KING: I’ve done this experiment many, many times, and the elephants almost always flee. Not only do they run away, but they dust themselves as they’re running as if to knock bees out of the air. And we placed infrasonic microphones around the elephants as we did these experiments, and it turns out they’re communicating to each other in infrasonic rumbles to warn each other of the threat of bees and to stay away from the area.

This led me to invent a novel design for a beehive fence, which we are now building around small 1- to 2-acre farms on the most vulnerable frontline areas of Africa where humans and elephants are competing for space. These beehive fences are very, very simple. We use 12 beehives and 12 dummy hives to protect one acre of farmland, basically tricking the elephants into thinking there are more beehives than there really are. And, of course, it literally halves the cost of the fence. They’re held up by posts with a shade roof to protect the bees, and they’re interconnected with a simple piece of plain wire, which goes all the way around, connecting the hives.

So if an elephant tries to enter the farm, he will avoid the beehive at all costs. But he might try and push through between the hive and the dummy hive, causing all the beehives to swing as the wire hits his chest. And as we know from our research work, this will cause the elephants to flee and run away and hopefully remember not to come back to that risky area.

ZOMORODI: I mean, Lucy, it’s kind of incredible that there was a surprisingly simple solution that turned out to be a win for everyone, that nature had the answer to finding a way for humans and elephants to coexist.

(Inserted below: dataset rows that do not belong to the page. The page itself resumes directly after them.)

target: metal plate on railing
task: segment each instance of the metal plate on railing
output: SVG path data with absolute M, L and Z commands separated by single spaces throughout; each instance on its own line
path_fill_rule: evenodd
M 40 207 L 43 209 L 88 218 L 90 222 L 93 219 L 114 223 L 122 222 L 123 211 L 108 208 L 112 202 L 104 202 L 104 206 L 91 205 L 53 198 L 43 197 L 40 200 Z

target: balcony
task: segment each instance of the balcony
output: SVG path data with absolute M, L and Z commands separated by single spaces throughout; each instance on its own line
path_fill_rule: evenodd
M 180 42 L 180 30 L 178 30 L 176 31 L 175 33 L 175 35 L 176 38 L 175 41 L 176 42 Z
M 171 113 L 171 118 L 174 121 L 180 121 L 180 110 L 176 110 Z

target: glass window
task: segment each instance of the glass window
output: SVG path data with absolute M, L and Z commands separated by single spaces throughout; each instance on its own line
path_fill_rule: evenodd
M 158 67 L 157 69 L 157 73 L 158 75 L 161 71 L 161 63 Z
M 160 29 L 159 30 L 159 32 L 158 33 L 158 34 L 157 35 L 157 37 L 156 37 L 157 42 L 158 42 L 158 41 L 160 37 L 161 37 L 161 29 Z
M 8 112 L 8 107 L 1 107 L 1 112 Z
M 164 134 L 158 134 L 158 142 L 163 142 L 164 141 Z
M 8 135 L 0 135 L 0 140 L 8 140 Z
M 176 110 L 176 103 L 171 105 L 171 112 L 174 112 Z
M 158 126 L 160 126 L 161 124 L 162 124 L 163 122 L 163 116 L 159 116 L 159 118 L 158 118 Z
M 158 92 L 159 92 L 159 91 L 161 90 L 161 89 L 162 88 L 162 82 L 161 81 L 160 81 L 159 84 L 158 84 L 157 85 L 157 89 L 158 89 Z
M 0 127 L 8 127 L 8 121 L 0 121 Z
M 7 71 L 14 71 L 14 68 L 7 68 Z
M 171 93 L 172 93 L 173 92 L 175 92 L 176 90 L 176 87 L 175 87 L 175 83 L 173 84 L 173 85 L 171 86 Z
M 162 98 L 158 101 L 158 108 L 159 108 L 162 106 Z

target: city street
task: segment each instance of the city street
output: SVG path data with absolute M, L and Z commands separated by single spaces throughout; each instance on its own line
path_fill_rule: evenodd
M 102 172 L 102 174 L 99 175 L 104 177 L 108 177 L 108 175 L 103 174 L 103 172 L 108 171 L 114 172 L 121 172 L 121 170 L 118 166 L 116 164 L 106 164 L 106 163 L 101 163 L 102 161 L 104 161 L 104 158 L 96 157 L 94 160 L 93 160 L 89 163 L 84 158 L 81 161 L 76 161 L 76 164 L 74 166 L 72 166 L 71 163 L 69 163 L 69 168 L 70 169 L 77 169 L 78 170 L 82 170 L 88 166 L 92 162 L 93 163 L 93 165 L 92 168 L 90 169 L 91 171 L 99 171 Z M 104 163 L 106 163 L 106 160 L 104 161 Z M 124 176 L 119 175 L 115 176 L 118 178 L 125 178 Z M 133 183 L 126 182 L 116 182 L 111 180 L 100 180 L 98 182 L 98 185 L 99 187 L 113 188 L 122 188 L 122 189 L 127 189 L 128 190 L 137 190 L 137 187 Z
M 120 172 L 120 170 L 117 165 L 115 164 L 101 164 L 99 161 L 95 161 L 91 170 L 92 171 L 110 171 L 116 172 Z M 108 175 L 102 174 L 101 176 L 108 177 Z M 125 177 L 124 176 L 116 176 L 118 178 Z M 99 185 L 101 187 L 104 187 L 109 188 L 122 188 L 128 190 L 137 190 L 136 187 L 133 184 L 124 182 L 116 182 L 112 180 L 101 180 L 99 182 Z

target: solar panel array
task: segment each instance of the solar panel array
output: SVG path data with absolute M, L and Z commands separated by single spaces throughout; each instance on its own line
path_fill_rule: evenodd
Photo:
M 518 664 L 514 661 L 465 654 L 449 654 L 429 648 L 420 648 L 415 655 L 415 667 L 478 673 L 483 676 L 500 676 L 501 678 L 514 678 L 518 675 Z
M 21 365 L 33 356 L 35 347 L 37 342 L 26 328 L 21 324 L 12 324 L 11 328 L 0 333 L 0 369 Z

KING: I agree. And I think humans have a tendency to over-technicalize everything and to just find a problem and then just go, right. Can we create an app to solve that, or can we build a bigger wall or design a better electric fence? Or what can we do? And I just think we need to stop for a bit and think that nature has so many of these solutions. And how did people live before with this? And how have elephants not destroyed every tree or every house in the past? So I think it’s just – if there’s one thing I can say, it’s we can use this story as a case study to just help us all take a step back and start to think a bit more naturally and a bit more holistically about some of these problems and to try and not turn it into some sort of expensive technological result.

There are wonderful examples of innovation and ideas coming out from just thinking laterally around this problem. And in the elephant world, one of the other major things that’s being used is the growth and use of chiles. Elephants don’t like chiles, either. So you can grow hot chiles. You can either grow them around your farm, or you can dry them and crush them into chile powder and mix them into dung. And you can burn those dung piles filled with chile, and the smoke is so acrid that the elephants run away from the smoke.

And so I think we’ve got to use solutions like this more and more if we’re going to move forward with a natural and healthy world. If a beehive fence can be one of those pieces in the jigsaw to help, then that’s going to be the piece of the jigsaw I’m going to work on probably for the rest of my life.

ZOMORODI: That’s zoologist Lucy King. And by the way, her team has installed about 8,000 of her beehive fences around the world. You can find her full talk at ted.com.

On the show today, new ways of resolving conflict. I’m Manoush Zomorodi, and you’re listening to the TED Radio Hour from NPR.